La mesa chica de la central obrera se reúne este miércoles para decidir si convoca a una marcha federal el viernes. Mientras los sectores más duros ya lanzaron un paro y movilización, la conducción evalúa llevar la pelea a los tribunales si la ley es aprobada.
La mesa chica de la CGT vuelve a verse las caras este miércoles en una jornada clave para el futuro de la reforma laboral. El encuentro, convocado por los triunviros Jorge Sola, Cristian Jerónimo y Octavio Arguello, tendrá lugar a las 15 horas en la sede de UPCN. Allí, el jefe de los estatales, Andrés Rodríguez, oficiará de mediador en una cumbre que busca unificar posturas ante el inminente tratamiento de la ley en el Senado, previsto para este viernes.
El clima en las organizaciones de trabajadores es de un «creciente malestar» tras el paro general del jueves pasado. Ante la posibilidad de que el oficialismo logre la sanción de la norma, la central obrera analiza dos caminos complementarios: la presión callejera y la vía judicial.
La CGT evalúa seriamente convocar a una movilización masiva hacia el Congreso para el viernes al mediodía. Según consignó la agencia Noticias Argentinas, la estrategia consiste en exponer a los legisladores que acompañen el proyecto: se buscará hacerles pagar el «costo político» a los senadores que voten a favor, con especial énfasis en aquellos que provengan del peronismo.
El frente judicial y el sector «duro»
En caso de que la reforma sea aprobada, la conducción cegetista ya prepara un «accionar en tribunales». La intención es impugnar los capítulos que consideran inconstitucionales, particularmente aquellos que interpretan como un impedimento al derecho de huelga.

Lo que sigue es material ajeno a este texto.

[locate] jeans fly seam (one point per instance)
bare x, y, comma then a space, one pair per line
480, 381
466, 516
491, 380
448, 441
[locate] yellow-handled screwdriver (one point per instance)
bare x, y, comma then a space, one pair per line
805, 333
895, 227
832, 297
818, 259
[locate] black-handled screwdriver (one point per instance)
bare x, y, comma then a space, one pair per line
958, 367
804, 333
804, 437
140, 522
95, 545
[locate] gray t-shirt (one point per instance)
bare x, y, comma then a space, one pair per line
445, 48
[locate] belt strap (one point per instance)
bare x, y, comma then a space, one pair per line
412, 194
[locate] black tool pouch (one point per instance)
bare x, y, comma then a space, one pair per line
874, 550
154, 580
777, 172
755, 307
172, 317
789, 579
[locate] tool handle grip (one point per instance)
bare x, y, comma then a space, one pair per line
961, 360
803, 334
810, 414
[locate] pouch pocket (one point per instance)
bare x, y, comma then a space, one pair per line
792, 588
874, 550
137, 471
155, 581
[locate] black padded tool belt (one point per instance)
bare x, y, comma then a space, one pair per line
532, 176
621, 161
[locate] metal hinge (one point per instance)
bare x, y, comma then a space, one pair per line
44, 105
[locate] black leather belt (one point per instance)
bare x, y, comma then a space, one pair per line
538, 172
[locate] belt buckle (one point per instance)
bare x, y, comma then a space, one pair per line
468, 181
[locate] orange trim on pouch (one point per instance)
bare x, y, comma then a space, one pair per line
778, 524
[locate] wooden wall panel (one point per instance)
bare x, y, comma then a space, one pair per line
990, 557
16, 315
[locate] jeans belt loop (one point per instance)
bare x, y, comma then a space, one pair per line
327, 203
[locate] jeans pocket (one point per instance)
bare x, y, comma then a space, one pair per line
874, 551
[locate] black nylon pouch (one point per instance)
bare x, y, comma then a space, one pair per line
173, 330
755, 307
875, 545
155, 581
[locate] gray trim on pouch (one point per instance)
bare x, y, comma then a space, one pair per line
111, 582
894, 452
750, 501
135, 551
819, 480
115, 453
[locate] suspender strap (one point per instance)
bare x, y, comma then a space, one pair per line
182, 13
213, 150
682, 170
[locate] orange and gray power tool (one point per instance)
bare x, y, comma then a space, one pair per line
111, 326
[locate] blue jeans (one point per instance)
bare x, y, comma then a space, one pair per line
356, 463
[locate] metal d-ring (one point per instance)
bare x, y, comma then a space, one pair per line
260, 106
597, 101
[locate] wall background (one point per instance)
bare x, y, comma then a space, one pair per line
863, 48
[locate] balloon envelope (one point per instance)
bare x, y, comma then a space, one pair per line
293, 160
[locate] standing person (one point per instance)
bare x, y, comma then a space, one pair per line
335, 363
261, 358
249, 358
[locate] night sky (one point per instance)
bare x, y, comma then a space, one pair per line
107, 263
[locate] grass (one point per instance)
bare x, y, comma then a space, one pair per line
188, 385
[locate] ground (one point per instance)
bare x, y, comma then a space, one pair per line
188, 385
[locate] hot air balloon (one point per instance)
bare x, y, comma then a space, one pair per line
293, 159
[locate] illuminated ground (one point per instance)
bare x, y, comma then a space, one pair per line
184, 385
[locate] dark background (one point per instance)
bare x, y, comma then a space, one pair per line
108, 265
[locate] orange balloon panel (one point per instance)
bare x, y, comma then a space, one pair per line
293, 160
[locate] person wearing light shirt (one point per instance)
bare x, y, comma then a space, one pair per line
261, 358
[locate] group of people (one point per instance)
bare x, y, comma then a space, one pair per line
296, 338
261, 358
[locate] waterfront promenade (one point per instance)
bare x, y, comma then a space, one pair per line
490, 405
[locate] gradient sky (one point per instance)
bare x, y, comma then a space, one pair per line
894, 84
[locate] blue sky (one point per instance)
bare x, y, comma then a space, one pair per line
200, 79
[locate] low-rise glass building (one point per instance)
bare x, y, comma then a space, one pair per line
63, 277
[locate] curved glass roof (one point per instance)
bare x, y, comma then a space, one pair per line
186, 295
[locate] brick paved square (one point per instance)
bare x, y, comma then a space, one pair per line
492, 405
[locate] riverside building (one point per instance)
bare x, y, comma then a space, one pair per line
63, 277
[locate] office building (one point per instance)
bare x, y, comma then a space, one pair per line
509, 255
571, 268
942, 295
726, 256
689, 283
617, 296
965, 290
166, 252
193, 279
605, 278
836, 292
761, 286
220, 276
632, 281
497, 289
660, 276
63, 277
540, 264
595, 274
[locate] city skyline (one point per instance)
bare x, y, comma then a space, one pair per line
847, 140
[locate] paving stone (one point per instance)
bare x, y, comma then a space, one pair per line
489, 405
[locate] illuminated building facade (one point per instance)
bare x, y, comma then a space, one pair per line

Mientras la mesa chica delibera, los sectores más combativos ya movieron sus fichas: el Frente de Sindicatos Unidos (FreSU), que nuclea a la UOM, Aceiteros, Aeronáuticos y las dos CTA, ya convocó a una movilización para el viernes a las 12, mientras que ATE se sumará a esa jornada con un paro nacional en todo el país.
La reunión de este miércoles será determinante para saber si la CGT se pliega orgánicamente a la marcha del viernes o si apuesta por una resistencia enfocada en la judicialización posterior a la sesión.